During her Fulbright-Nehru Academic and Professional Excellence fellowship, Dr. Rao is working on improving the performance of hardware accelerators for convolutional neural networks (CNN). CNNs are most commonly used today in computer vision, and image and video processing. The CNN accelerator implemented using field-programmable gate arrays (FPGA) enables significant performance improvement and power efficiency compared to GPU implementations. However, to improve the performance on the FPGA further, it is important to explore the appropriate mapping of the accelerator architecture onto optimal FPGA resources, which is what Dr. Rao is focusing on during this fellowship.

Sarvesh Pandey

Dr. Sarvesh Pandey is an assistant professor of computer science at Banaras Hindu University since November 2020. At BHU, he has been actively involved in teaching, research, and administration activities. Dr. Pandey obtained his MTech and Ph.D. degrees from the Computer Science and Engineering Department of Madan Mohan Malaviya University of Technology, Gorakhpur. His broad research areas include blockchains, cloud computing, and database systems. In 2014, he secured 33rd rank in the CSIR-NET examination for engineering sciences. Under the CSIR scheme, he worked as a Junior Research Fellow (JRF) and subsequently as a Senior Research Fellow (SRF) during his Ph.D. He has also qualified for the GATE entrance examination in computer science and information technology.

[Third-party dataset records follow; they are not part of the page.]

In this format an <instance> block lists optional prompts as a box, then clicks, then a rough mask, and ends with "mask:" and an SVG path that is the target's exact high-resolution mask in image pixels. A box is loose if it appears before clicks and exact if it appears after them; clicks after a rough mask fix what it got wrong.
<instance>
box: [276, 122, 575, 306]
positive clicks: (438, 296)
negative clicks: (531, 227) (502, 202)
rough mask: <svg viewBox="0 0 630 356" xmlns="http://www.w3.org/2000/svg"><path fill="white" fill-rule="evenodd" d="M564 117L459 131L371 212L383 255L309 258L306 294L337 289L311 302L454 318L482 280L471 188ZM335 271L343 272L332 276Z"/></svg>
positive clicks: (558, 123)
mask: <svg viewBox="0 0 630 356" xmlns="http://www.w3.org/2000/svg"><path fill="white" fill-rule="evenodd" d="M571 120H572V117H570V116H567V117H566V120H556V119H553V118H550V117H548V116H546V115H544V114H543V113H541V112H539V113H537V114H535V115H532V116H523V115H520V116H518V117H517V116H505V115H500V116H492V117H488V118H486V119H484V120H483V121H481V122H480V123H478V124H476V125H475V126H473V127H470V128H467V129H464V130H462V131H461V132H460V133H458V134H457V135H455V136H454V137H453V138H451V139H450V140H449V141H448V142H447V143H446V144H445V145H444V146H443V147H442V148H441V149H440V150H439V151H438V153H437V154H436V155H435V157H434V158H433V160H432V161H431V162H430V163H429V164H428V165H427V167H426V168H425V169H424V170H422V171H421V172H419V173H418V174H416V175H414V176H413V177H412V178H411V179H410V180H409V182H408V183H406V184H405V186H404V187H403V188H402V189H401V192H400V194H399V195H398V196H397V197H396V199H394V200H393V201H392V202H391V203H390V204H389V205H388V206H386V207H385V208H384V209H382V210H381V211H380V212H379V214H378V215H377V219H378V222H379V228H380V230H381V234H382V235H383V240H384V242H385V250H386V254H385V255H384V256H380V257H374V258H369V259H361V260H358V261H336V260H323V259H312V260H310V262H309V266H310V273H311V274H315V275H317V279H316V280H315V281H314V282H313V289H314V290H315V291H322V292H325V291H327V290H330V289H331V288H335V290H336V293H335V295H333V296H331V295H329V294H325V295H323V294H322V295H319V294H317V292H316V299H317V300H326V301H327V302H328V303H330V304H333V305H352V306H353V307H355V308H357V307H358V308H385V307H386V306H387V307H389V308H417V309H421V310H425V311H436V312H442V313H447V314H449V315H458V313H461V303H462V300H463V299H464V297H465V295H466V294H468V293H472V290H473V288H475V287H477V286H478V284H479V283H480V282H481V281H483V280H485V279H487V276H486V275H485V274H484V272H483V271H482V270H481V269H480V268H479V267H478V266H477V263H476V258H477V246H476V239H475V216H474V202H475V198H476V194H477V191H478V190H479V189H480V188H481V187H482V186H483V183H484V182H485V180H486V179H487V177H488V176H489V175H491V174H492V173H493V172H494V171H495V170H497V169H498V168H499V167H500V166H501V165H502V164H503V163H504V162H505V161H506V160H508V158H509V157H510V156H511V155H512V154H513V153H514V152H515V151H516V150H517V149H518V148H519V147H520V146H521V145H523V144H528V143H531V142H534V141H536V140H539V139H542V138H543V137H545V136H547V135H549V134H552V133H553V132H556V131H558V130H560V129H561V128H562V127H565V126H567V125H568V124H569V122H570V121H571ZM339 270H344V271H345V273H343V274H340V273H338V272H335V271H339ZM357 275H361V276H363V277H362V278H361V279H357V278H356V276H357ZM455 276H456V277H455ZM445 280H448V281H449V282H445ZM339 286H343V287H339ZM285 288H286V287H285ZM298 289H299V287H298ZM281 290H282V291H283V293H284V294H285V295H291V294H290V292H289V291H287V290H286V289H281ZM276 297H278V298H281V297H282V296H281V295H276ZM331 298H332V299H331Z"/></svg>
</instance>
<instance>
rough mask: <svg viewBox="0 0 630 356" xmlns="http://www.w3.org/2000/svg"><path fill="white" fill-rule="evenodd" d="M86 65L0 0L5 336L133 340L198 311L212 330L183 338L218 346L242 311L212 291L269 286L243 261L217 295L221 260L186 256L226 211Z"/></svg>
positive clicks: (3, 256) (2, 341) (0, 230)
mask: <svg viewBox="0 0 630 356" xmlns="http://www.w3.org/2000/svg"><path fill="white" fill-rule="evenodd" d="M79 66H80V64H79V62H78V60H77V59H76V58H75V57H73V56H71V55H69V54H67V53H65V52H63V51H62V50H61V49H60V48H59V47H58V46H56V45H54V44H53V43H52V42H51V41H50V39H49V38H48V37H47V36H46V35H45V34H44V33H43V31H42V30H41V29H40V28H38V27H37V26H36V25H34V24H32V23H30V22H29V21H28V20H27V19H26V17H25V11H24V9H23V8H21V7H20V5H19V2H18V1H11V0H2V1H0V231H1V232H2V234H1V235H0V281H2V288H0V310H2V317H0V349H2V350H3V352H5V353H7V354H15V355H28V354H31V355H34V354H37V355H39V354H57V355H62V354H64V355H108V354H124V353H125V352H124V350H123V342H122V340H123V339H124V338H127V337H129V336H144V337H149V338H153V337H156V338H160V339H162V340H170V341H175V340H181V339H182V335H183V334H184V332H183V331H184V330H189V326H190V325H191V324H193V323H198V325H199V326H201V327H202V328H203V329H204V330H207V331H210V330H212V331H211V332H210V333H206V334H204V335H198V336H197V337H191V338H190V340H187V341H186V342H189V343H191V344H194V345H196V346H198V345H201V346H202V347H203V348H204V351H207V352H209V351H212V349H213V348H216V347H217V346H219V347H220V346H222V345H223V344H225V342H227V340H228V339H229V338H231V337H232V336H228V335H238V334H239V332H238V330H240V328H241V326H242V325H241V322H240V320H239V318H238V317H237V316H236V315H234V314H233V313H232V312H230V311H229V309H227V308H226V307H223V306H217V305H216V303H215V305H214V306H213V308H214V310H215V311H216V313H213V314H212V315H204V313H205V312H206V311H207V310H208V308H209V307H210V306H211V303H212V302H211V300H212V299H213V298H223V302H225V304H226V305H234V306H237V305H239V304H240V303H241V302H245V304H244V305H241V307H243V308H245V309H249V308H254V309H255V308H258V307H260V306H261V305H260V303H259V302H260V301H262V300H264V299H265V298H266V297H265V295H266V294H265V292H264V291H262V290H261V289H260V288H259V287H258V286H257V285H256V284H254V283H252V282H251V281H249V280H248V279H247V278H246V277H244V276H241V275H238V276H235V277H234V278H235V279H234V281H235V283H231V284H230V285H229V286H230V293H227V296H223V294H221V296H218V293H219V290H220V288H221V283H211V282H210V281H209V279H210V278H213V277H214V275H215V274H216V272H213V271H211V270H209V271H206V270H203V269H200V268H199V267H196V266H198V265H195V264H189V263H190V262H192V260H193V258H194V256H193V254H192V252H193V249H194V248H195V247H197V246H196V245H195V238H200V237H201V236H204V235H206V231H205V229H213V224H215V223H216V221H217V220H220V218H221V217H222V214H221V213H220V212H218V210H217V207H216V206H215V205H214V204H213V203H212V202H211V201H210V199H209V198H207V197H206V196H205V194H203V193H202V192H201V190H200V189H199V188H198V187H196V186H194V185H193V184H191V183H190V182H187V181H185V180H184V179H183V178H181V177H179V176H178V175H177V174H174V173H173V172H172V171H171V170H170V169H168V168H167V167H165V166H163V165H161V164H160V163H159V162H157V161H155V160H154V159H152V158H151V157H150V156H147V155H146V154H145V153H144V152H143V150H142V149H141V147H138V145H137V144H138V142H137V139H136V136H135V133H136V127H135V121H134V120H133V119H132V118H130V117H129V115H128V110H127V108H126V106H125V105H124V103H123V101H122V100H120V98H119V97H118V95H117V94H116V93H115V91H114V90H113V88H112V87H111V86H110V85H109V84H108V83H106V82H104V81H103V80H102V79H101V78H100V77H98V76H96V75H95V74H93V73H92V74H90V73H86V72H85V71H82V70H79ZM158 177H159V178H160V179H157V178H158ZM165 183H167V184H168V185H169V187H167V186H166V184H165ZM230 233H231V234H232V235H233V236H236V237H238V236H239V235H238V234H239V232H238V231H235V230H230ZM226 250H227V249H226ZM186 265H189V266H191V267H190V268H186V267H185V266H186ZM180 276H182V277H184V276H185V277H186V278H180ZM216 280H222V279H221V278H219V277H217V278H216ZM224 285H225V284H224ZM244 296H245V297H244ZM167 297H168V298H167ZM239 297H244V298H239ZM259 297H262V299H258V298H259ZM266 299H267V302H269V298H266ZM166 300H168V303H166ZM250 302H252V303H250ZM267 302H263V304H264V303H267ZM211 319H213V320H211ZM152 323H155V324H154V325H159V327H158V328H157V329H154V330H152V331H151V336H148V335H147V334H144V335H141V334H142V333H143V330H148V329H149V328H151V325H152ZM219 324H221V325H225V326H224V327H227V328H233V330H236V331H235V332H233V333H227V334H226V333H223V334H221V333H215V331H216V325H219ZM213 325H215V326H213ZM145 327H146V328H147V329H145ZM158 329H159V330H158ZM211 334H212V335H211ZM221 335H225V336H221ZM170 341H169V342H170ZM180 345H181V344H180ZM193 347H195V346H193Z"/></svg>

As a Fulbright-Nehru Postdoctoral Research fellow, Dr. Pandey will explore two crucial research directions: efficient data management utilizing blockchain technology, and blockchain application in crowdsourcing. As the current decentralized data processing and retrieval landscape is transitioning, his plan involves optimizing blockchain performance, specifically addressing query retrieval efficiency and facilitating rich queries. Additionally, he aims to incorporate access control mechanisms within the blockchain framework. The research outcomes will be seamlessly integrated into existing crowdsourcing applications, capitalizing on the strengths of both domains

Saptarshi Saha

Saptarshi Saha is a Ph.D. candidate at the Indian Statistical Institute, Kolkata. His doctoral research is focused on integrating causality into deep learning frameworks to enhance their utility. Beyond his immediate thesis goals, Saptarshi envisions a broader research trajectory aimed at utilizing deep learning for a deeper understanding of cause-and-effect relationships. His aim is to address various challenges such as improving the robustness, explainability, and interpretability of models, addressing issues with limited control over generative models, enhancing generalization performance under varying data distributions, dealing with learning using limited labelled data, promoting fairness in decision-making systems, and more. Saptarshi’s scholarly contributions extend to renowned journals such as TMLR and prominent conferences like ICLR. He has showcased his work at various research fora, such as Amazon Research Day 2023 and the Machine Learning Summer School in Okinawa, 2024.

Saptarshi holds a BS-MS dual degree in mathematics from IISER Kolkata. Throughout his BS-MS studies (2015–2020), he was a recipient of the INSPIRE fellowship from DST, Government of India.

As a Fulbright-Nehru Doctoral Research fellow at the University of Buffalo, Buffalo, NY, Saptarshi is trying to utilize causal knowledge and principles to assess data quality and make informed decisions (in the context of learning with not enough data) regarding samples that need to be labelled (from the large unlabelled dataset) rather than selecting them randomly. He is primarily working on the challenge of efficiently selecting the most relevant samples for labelling while considering budget constraints. This challenge holds excellent relevance not only in academic research but also within the AI industry. Saptarshi is an avid nature photographer and finds solace in the wilderness. His interests extend to culinary adventures, globetrotting, and engaging with diverse cultures. His leisure activities also include playing football and cricket.